Queens have exercised tremendous power in the history of Africa. Nubia has the most documented line of queens in the world. More women have ruled in Nubia than in any other country modern or ancient. Certainly, in the history of the world, few names of women leaders are any greater than those of Amanerensis and Amanishakheto. In Kernet, we have the names of queens such as Hatshepsut, Sobeknefru, Tiye, Nefertari, Nefertiti, and Cleopatra, the last during the rule of the Greeks.
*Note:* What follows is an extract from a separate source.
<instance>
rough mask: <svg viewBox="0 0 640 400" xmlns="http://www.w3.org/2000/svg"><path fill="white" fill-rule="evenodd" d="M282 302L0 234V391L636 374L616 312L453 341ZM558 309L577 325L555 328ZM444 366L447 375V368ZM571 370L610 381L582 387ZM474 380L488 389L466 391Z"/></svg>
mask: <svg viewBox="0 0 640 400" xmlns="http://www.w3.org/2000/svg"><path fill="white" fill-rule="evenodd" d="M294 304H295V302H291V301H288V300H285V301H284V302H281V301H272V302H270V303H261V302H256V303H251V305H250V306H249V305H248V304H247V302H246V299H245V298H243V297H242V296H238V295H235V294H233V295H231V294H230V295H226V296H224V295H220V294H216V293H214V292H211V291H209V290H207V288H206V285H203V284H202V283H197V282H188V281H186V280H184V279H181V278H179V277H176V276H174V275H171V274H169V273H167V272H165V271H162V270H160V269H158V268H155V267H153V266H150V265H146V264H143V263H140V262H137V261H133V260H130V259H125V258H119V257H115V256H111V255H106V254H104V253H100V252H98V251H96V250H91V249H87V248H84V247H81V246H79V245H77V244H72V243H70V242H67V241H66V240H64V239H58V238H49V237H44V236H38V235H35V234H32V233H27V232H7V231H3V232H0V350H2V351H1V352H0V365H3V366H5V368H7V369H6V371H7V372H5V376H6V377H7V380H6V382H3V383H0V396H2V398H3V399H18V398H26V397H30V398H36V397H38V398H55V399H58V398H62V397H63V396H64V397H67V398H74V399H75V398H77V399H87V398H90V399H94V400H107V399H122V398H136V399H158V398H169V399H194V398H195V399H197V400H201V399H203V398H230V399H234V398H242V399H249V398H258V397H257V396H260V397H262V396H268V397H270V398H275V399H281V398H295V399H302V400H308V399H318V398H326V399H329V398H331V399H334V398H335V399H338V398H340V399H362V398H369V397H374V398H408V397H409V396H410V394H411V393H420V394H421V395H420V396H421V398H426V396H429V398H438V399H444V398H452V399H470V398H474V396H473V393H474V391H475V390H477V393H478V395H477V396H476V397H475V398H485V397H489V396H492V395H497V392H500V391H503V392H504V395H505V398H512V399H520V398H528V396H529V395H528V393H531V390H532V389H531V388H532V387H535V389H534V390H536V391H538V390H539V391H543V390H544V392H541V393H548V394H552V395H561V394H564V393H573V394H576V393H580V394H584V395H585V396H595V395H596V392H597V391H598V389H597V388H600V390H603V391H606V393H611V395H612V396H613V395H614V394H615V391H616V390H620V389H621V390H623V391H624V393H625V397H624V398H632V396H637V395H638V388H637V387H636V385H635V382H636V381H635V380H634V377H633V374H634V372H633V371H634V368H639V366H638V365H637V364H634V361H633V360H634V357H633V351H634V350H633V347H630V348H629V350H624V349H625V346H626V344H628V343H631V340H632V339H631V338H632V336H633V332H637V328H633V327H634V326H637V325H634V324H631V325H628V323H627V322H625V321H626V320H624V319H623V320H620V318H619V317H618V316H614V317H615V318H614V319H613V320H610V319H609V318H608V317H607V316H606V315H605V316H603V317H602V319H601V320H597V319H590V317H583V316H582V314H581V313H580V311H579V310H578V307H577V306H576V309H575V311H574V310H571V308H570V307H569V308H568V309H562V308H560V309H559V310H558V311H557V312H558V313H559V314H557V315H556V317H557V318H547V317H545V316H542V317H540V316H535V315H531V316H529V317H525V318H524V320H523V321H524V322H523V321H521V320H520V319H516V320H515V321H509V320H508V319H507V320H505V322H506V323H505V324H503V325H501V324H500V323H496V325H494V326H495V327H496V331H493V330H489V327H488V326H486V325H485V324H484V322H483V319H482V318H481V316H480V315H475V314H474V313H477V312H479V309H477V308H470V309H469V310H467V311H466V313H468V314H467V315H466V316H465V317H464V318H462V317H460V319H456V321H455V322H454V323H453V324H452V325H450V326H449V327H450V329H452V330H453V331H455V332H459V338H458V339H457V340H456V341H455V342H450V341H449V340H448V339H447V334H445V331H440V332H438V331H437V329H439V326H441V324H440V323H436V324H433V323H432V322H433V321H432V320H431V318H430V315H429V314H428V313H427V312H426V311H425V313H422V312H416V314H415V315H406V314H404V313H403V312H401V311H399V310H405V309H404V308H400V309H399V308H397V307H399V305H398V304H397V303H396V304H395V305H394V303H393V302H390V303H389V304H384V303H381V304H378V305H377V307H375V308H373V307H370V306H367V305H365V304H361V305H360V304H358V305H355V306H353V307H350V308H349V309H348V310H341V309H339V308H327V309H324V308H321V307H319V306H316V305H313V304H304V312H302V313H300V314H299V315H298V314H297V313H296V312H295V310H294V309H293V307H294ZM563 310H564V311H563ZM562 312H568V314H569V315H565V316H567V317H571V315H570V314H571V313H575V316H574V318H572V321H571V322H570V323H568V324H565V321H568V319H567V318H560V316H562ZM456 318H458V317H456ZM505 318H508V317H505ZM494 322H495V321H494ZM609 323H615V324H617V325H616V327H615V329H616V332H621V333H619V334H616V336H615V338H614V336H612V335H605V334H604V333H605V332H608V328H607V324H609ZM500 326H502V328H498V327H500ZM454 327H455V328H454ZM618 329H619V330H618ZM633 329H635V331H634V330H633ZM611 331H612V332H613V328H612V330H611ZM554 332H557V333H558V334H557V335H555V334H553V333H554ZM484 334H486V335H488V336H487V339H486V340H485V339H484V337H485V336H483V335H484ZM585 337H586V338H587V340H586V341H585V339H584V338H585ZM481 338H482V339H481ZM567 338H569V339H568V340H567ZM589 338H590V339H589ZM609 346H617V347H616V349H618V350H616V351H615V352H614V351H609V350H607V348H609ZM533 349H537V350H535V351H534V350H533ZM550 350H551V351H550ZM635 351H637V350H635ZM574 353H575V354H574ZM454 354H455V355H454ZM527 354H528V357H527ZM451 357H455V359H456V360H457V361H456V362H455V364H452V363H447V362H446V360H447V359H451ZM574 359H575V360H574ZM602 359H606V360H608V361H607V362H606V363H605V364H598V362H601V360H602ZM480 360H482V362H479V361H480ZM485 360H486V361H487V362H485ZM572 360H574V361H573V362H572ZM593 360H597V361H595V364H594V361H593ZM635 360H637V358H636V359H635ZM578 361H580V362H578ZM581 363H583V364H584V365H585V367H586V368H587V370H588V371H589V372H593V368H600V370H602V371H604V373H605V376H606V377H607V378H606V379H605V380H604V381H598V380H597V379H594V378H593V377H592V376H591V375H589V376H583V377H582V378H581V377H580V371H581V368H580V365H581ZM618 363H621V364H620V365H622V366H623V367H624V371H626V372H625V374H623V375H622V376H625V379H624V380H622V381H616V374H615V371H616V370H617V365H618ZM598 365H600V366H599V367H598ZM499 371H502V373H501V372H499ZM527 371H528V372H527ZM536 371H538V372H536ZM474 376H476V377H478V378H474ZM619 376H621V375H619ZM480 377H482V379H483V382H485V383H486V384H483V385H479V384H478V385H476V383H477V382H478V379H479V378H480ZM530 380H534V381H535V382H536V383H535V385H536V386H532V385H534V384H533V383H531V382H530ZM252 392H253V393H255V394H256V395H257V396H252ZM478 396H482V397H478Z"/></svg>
In African societies, the queen carries significant ethical and spiritual power as the leader of ceremony and ritual. Often she is seen to have incredible, superhuman strength, ability, and wisdom. Because leadership comes with power, a queen may also create chaos by wielding power in a negative or malevolent manner. However, in Africa, the royals tend to be individuals who take their roles seriously because of the risk of violating the taboos of community. Teaching the royal family about the traditions of the society is one of the great challenges of the religious and spiritual leaders. A queen is responsible for order, but the order is not merely societal, but cosmic. One must be careful to maintain stability and welfare in the community by acting in the interest of the common good. Calamities, riots, wars, pestilence, disease, and bad fortune may descend on a community where the queen or king is irrational, violent, disobedient to the fundamental values of the society, or disrespectful of the ancestors. This is particularly true in those areas that are agrarian, where the weather and the resultant harvest depend on the queens. In communal life, the royal figure is the one gluon that holds everything and everyone together. It is a large and important responsibility for the royals to influence the harvest and the fertility of families, and therefore they must engage in the protection of their powers by ritual ceremonies to the ancestors.